Ferrimagnetic Mn3Si2Te6 is an intriguing exception to this rule: it exhibits a seven-order-of-magnitude reduction in ab plane resistivity that occurs only when a magnetic polarization is avoided.
The electric conductivity of Mn3Si2Te6 has now been increased by a billion times thanks to the discovery of novel looping currents that flow around the edges of octahedral cells. The discovery made by a group of physicists, including two Georgia Tech researchers, this new quantum state could lead to a new paradigm for quantum devices and superconductors.
Previously, scientists had come up with the same material. However, it did not fit any preexisting models. Hence, scientists in this study developed new ideas to understand it, which helped them study related materials that could be used for next-generation magnetic field devices.
The Mn3Si2Te6 material attracted scientists’ interest because of its unique electrical properties. In particular, it has a property called colossal magnetoresistance, an extreme enhancement in a material’s electrical conductivity when a magnetic field is applied.
Scientists then set out to understand why the extreme change in conductivity only happens when the magnetic field is applied perpendicularly to the honeycomb-like surface of the material.
Georgia Tech theoretical physicist Itamar Kimchi said, “Our idea smelled promising. Unfortunately, we quickly realized that currents between the magnetic manganese ions would be forbidden by symmetry, which was discouraging. However, we then did the symmetry analysis for the octahedrally arranged tellurium ions, and, for them, currents were symmetry-allowed and could work out!”
The material looks like a series of two-dimensional honeycombs from above. From the side, it is composed of honeycomb sheets. Within each sheet, electrons can move in circular paths around each octahedral cell. The peculiar behavior of the material is due to these looping, circularly flowing currents.

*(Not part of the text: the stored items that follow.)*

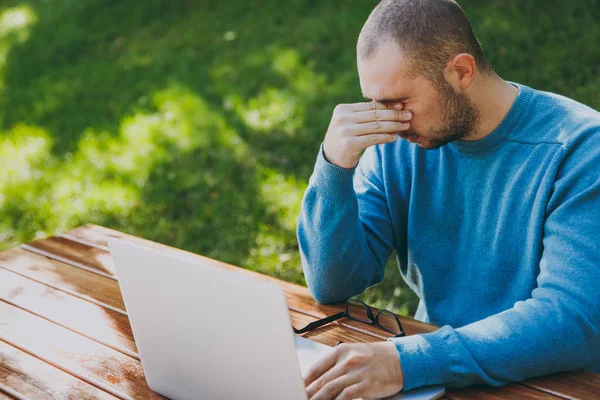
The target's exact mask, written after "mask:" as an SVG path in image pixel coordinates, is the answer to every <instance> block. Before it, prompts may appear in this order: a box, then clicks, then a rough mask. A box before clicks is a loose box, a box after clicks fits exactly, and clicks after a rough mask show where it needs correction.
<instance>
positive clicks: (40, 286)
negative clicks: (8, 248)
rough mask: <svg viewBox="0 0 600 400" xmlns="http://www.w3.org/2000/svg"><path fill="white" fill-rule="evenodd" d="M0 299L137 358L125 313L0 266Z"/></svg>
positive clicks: (134, 343) (115, 349)
mask: <svg viewBox="0 0 600 400" xmlns="http://www.w3.org/2000/svg"><path fill="white" fill-rule="evenodd" d="M0 300H3V301H5V302H9V303H11V304H13V305H15V306H17V307H20V308H22V309H24V310H27V311H28V312H31V313H33V314H36V315H38V316H40V317H42V318H45V319H47V320H49V321H52V322H54V323H56V324H58V325H62V326H64V327H67V328H68V329H71V330H73V331H75V332H78V333H80V334H82V335H84V336H86V337H88V338H90V339H93V340H95V341H97V342H99V343H102V344H104V345H107V346H109V347H111V348H113V349H115V350H118V351H120V352H122V353H124V354H127V355H129V356H132V357H134V358H138V359H139V356H138V355H137V348H136V346H135V343H134V341H133V335H132V333H131V326H130V325H129V320H128V319H127V316H126V315H123V314H120V313H116V312H114V311H112V310H108V309H106V308H103V307H100V306H98V305H96V304H93V303H90V302H87V301H85V300H83V299H81V298H78V297H75V296H73V295H70V294H68V293H65V292H62V291H60V290H57V289H54V288H51V287H48V286H46V285H43V284H41V283H38V282H35V281H33V280H31V279H28V278H25V277H23V276H21V275H17V274H16V273H14V272H10V271H7V270H5V269H1V268H0Z"/></svg>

Electrons, on their own, move anticlockwise and clockwise around the honeycomb cells. Like unregulated traffic, “traffic jams” in material make it challenging for electrons to pass swiftly through it. The material behaves more like an insulator, with no method to streamline traffic.
But when applying a magnetic field perpendicular to the honeycomb-like surface, a “flow of traffic” is established. This causes electrons to navigate the loops more quickly.

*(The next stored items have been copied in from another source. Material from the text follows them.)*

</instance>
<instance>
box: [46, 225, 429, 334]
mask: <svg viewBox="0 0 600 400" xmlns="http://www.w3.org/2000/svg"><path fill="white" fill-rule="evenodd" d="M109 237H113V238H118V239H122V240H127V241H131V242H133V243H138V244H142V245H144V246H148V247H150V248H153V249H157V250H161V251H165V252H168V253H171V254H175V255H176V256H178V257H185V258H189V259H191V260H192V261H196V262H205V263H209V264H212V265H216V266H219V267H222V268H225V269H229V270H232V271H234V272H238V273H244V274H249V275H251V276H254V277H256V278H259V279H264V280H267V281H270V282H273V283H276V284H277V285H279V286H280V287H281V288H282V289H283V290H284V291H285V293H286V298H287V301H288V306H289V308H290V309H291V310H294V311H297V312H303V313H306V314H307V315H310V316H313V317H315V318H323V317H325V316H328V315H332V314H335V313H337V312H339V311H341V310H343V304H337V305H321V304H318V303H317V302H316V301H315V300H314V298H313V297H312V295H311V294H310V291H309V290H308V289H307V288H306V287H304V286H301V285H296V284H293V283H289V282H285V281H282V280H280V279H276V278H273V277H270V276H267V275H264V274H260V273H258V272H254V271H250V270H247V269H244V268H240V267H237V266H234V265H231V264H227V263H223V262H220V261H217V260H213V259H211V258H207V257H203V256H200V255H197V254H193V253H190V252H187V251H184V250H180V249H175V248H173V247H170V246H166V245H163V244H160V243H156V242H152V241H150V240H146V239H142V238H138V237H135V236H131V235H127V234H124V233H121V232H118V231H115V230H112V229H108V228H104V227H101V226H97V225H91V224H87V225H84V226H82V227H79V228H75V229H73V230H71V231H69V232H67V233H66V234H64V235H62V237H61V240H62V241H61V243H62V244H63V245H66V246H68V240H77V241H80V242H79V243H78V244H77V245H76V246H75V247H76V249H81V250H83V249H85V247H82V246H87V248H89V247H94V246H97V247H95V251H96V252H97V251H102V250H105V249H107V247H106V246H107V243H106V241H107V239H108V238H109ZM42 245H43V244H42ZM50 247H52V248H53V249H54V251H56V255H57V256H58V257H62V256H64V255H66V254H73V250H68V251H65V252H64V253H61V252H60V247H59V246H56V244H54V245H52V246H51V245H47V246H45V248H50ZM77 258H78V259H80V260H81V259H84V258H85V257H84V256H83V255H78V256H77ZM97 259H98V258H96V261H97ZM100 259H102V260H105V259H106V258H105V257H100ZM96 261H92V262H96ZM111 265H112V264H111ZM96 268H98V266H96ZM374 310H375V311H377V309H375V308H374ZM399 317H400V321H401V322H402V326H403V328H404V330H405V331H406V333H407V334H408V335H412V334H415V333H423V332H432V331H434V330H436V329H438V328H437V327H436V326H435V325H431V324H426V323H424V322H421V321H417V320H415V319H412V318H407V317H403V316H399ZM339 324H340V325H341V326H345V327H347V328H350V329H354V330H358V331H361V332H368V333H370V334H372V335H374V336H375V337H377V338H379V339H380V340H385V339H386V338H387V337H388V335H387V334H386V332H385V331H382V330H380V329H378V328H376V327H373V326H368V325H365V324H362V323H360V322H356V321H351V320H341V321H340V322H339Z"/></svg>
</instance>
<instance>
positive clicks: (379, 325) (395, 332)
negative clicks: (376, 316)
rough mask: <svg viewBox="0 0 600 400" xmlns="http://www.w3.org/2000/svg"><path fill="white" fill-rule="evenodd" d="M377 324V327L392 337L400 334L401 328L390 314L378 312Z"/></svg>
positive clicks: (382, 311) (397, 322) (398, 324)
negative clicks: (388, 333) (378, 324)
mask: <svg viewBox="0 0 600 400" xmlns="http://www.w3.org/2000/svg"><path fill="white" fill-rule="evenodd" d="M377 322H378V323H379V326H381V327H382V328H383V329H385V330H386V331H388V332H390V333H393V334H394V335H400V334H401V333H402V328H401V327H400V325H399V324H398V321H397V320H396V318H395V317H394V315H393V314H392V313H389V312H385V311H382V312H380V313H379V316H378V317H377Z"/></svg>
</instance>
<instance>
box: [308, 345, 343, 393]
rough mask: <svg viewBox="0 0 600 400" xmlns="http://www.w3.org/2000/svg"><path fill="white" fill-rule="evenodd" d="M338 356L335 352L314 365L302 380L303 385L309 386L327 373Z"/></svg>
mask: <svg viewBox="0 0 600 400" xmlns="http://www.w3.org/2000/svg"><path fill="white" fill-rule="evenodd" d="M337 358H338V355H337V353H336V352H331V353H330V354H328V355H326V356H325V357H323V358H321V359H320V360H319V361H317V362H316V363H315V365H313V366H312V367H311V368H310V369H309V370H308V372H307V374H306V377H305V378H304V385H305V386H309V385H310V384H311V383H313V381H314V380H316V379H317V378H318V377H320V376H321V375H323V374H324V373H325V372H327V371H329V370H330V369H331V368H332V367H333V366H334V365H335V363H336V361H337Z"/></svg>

The substance then behaves as a conductor and exhibits a conductivity increase of seven orders of magnitude, or a billion percent.
Electrical currents applied to the material can also cause it to change from an insulator to a conductor, although that process takes longer. The transition from insulator to conductor might happen instantly or take minutes.
The research team is hopeful that the material’s sensitivity to currents, tuneability, and slower form of switching could lead to new developments in the field of current-controlled quantum devices, including everything from sensors to computers to secure communication.
Scientists are looking forward to understanding what makes this material special and which microscopic ingredients are needed for related materials to become useful quantum technologies in the future.